Schemas are a reflection of your company’s culture. Here’s what I mean. Through evolution or just business change, a database schema reveals your business model, at least at the time the schema was created, various business applications, different integrated systems from mergers or upgrades, and the drift of best practices and team changes over time.

However, most schemas are not designed to explain. Cryptic table names and inconsistent column names are not wrong, just characteristics. Neither is it a problem when technically valid relationships can be semantically invalid or require additional, unpredictable predicates to be accurate. It’s also okay when column values are sensitive or bespoke. Schemas store data and protect integrity, they don’t communicate business rules.

For this reason, your prompt could be asking a model to infer things that are almost impossible. However, model behavior is the problem. They are not going to give up on your request. Typical model behavior is to try, query, and respond with a “best effort” approach to problem solving. Consider the risk of making business decisions from that.

About ontologies

There is renewed interest in data ontology. Much like previous efforts around data dictionaries, ontologies attempt to explain the data and the relationships between the data. This herculean task has an important goal in mind: explaining the data to models in a way that makes inference more successful. Time will tell if system support, enterprise adoption, and model behavior prove this renewed interest in the data graph worthwhile.

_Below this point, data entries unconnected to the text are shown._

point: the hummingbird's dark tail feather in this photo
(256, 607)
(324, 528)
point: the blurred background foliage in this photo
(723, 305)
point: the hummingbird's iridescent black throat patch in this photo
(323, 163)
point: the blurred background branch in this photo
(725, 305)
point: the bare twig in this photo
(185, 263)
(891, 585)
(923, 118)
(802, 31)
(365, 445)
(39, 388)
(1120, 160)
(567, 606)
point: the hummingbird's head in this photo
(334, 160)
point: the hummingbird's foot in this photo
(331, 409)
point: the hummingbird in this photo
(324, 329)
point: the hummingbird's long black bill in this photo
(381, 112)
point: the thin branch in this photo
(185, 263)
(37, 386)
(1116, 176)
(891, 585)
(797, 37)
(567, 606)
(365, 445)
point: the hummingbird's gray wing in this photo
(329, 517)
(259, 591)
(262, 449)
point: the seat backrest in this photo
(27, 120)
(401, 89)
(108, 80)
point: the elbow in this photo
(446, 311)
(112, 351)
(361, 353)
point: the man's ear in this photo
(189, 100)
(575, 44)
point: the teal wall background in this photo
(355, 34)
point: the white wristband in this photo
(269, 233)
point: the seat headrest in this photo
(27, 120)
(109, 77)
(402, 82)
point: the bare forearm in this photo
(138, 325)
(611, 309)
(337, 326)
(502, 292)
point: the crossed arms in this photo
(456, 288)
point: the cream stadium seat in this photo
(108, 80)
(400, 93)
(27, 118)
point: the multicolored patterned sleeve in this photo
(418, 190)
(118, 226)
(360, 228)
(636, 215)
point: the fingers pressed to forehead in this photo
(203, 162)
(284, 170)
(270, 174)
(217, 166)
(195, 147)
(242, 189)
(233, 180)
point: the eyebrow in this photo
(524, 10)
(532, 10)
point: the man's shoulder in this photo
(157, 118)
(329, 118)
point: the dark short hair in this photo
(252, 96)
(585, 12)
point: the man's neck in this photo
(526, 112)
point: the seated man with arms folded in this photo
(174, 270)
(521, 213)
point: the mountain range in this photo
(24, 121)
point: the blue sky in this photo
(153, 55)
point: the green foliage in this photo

Ontologies describe the logical data, not how to query it.

What I mean is that ontologies, like data dictionaries, help explain the data without necessarily explaining the intricacies of JOIN semantics and filter requirements. For example, an ontology tells me a Salesman is in a Region, but it doesn’t tell me to filter the linking table based on the most recent row-version first to ensure imports from outside systems are properly reflected.

Ontologies have real value. But they aren’t the solution to NL2SQL.

Never repeat yourself?

When you add 1 and 1, you get 2 in every circumstance. When you test if 1 is equal to 1, you get a True in every circumstance. These are deterministic behaviors and they make SQL queries powerful tools to excavate data and answer questions.

But model behavior isn’t deterministic. It doesn’t return the same result every time. When you ask a model a question, it will generate a query. But when you ask the same model the same question about the same database, the next query can be different.

In fact, we should expect this behavior. Considering that a model is an inference engine calculating probabilities every turn, variabilities in similarity ranking alone can drive output down vastly different paths. This is indeterminism, and we want to solve it.

Solving indeterminism

The solution is simple: review every query.

It’s okay to allow models to generate a query. All we need to do is intercede before execution with some type of review process. After the user approves the query, the pipeline continues and the results can be returned.

But is that realistic? This assumes users are experts in both the data model and the query language. And should we allow the user to edit the query? How can we defend systems against this new form of SQL injection?

Perhaps worse, user review introduces a fresh vector for errors as users overwhelmed by query complexity and cognitive overload mistakenly approve invalid queries. A litany of biases emerges as the business starts to rely on those errors instead of rooting them out.

And is that practical? Agentic solutions should reduce cognitive load with less intervention and more agentic autonomy. Asking a user to review every query undermines the value of agentic systems and the investments being made into them.

Reviewing queries is an unrealistic and impractical solution to indeterminism.

Speaking of SQL injection

In app development, SQL injections are a classic bug. It happens when untrusted input is allowed to change the meaning of a query. Developers solved this with parameterization, validation, least privilege, and patterns that keep user input separate from executable SQL.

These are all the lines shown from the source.